En 2026, les projections indiquent que plus de 42 millions de personnes nécessiteront une aide cruciale pour leur survie et leur sécurité dans des pays comme le Burkina Faso, le Cameroun, le Mali, le Niger, le Nigéria, la République centrafricaine, la République démocratique du Congo et le Tchad.
« Sans un apport de ressources immédiat, les familles de l’Afrique de l’Ouest et du Centre seront confrontées à une aggravation de la faim, à davantage de déplacements et à des risques de protection accrus, entraînant une souffrance démultipliée », a averti Charles Bernimolin, le Chef du Bureau régional d’OCHA pour la région.
Le Bureau de la coordination des affaires humanitaires de l’ONU (OCHA) met en lumière une crise humanitaire qui s’intensifie, affectant des millions d’existences.

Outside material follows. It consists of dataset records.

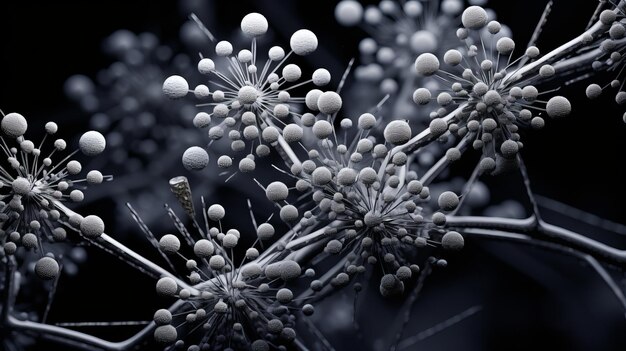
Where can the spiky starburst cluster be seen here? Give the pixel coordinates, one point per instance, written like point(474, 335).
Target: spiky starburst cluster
point(248, 94)
point(33, 186)
point(365, 208)
point(399, 31)
point(237, 302)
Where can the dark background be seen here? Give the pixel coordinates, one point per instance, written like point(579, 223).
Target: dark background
point(579, 161)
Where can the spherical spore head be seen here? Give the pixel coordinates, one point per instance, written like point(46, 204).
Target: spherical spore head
point(303, 42)
point(397, 132)
point(92, 226)
point(14, 125)
point(452, 241)
point(175, 87)
point(558, 107)
point(474, 17)
point(254, 24)
point(47, 268)
point(349, 12)
point(427, 64)
point(195, 158)
point(92, 143)
point(448, 201)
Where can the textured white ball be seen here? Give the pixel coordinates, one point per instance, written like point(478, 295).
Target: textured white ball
point(349, 12)
point(254, 24)
point(427, 64)
point(321, 77)
point(92, 226)
point(303, 42)
point(329, 102)
point(14, 125)
point(92, 143)
point(397, 132)
point(195, 158)
point(474, 17)
point(175, 87)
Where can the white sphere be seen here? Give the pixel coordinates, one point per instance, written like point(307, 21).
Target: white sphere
point(175, 87)
point(277, 191)
point(423, 41)
point(321, 77)
point(474, 17)
point(254, 24)
point(94, 177)
point(206, 66)
point(195, 158)
point(92, 143)
point(427, 64)
point(329, 102)
point(223, 48)
point(14, 125)
point(92, 226)
point(349, 12)
point(397, 132)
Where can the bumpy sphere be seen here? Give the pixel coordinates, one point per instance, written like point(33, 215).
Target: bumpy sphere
point(448, 201)
point(303, 42)
point(195, 158)
point(427, 64)
point(329, 102)
point(397, 132)
point(254, 24)
point(47, 268)
point(558, 107)
point(452, 241)
point(92, 226)
point(175, 87)
point(14, 125)
point(349, 12)
point(92, 143)
point(474, 17)
point(276, 191)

Les violences incessantes, les conflits persistants et les catastrophes naturelles continuent de déraciner des familles et de compromettre leur capacité à subvenir à leurs besoins fondamentaux.
L’insécurité grandissante au Sahel central et dans le bassin du lac Tchad
L’insécurité, particulièrement prégnante au Sahel central, englobant le Burkina Faso, le Mali et le Niger, déborde désormais vers les pays côtiers tels que le Bénin, la Côte d’Ivoire, le Ghana, le Togo, ainsi que la Mauritanie. Simultanément, la situation instable dans le bassin du lac Tchad et le conflit au Soudan forcent un nombre croissant de personnes à fuir leurs foyers.

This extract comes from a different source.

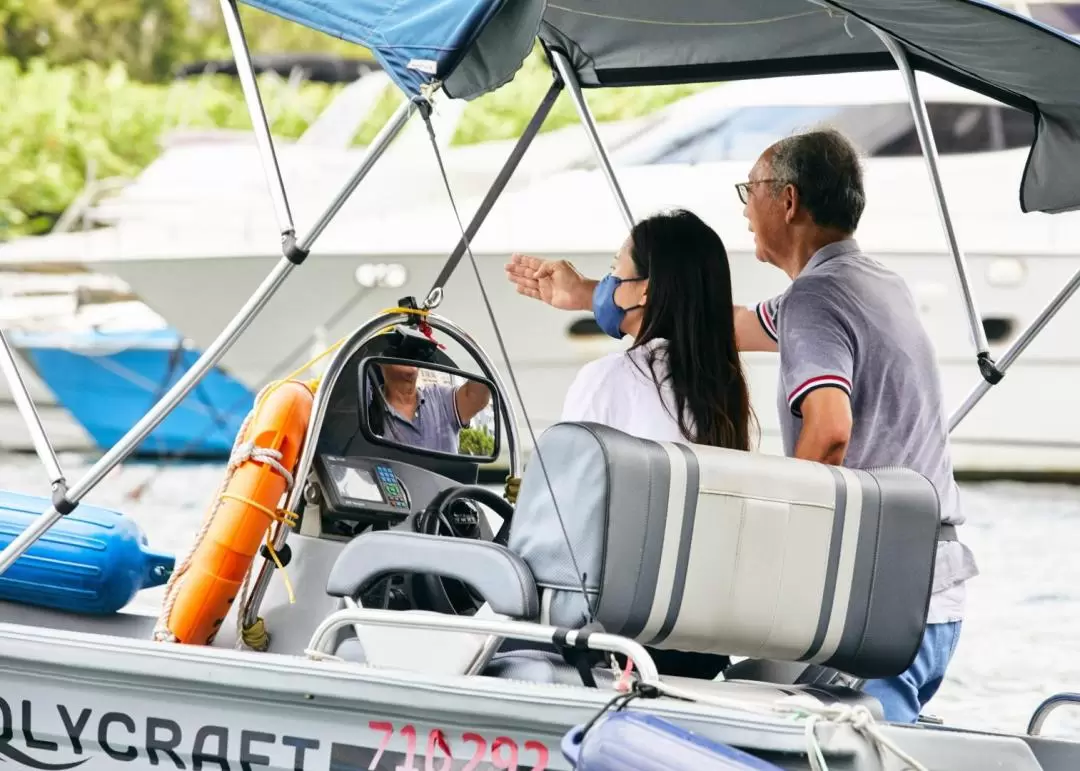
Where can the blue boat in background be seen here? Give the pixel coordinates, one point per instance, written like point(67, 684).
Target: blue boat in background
point(109, 379)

Des millions d’individus demeurent déplacés à travers la région, parmi lesquels 12,7 millions de déplacés internes et 3,7 millions de réfugiés et demandeurs d’asile. La majorité de ces populations vulnérables sont des femmes et des enfants, souvent contraints à des déplacements répétés et exposés à des dangers accrus, notamment la violence basée sur le genre, l’exploitation, et des cas documentés de viols et de « sexe de survie ».
Alors que l’onde de violence s’étend, le changement climatique vient exacerber la fragilité des communautés. En 2025, des pluies torrentielles et des inondations ont impacté plus de 2 millions de personnes dans 12 pays, anéantissant les récoltes, endommageant les habitations et interrompant l’accès aux établissements scolaires et aux centres de santé. La République démocratique du Congo a été particulièrement touchée, avec plus de 830 000 personnes affectées.
Les conséquences dévastatrices des coupes budgétaires sur l’aide humanitaire
En République centrafricaine, le nombre de personnes recevant une aide en espèces a chuté de 75%
L’OCHA souligne qu’en dépit de la générosité des donateurs en 2025, les opérations humanitaires dans la région ont dû faire face à un déficit de financement criant : sur les 7,8 milliards de dollars requis, seulement 1,8 milliard a été perçu, soit un maigre 24 % des fonds nécessaires.
Ces lacunes financières ont contraint les acteurs humanitaires à réduire l’ampleur de leur intervention et à prendre des décisions difficiles concernant les zones d’action et les communautés les plus vulnérables à soutenir.
Les conséquences de ces restrictions budgétaires sont dévastatrices. En République centrafricaine, par exemple, le nombre de bénéficiaires d’une aide en espèces a diminué de 75 %, limitant drastiquement leur capacité à faire face à leurs besoins urgents. En République démocratique du Congo, où le conflit a provoqué de nouveaux déplacements massifs, 85 % des personnes ciblées pour une aide au logement n’ont reçu aucun soutien.
Malgré ces défis financiers majeurs, les partenaires humanitaires restent engagés à répondre aux besoins prioritaires en Afrique de l’Ouest et du Centre.
D’ici la fin de 2025, les équipes humanitaires auront fourni une forme d’assistance à 19 millions de personnes dans cette vaste région. « Cependant, le manque de financement a malheureusement empêché d’atteindre plusieurs millions d’autres individus qui en avaient désespérément besoin », ont déploré les agences humanitaires.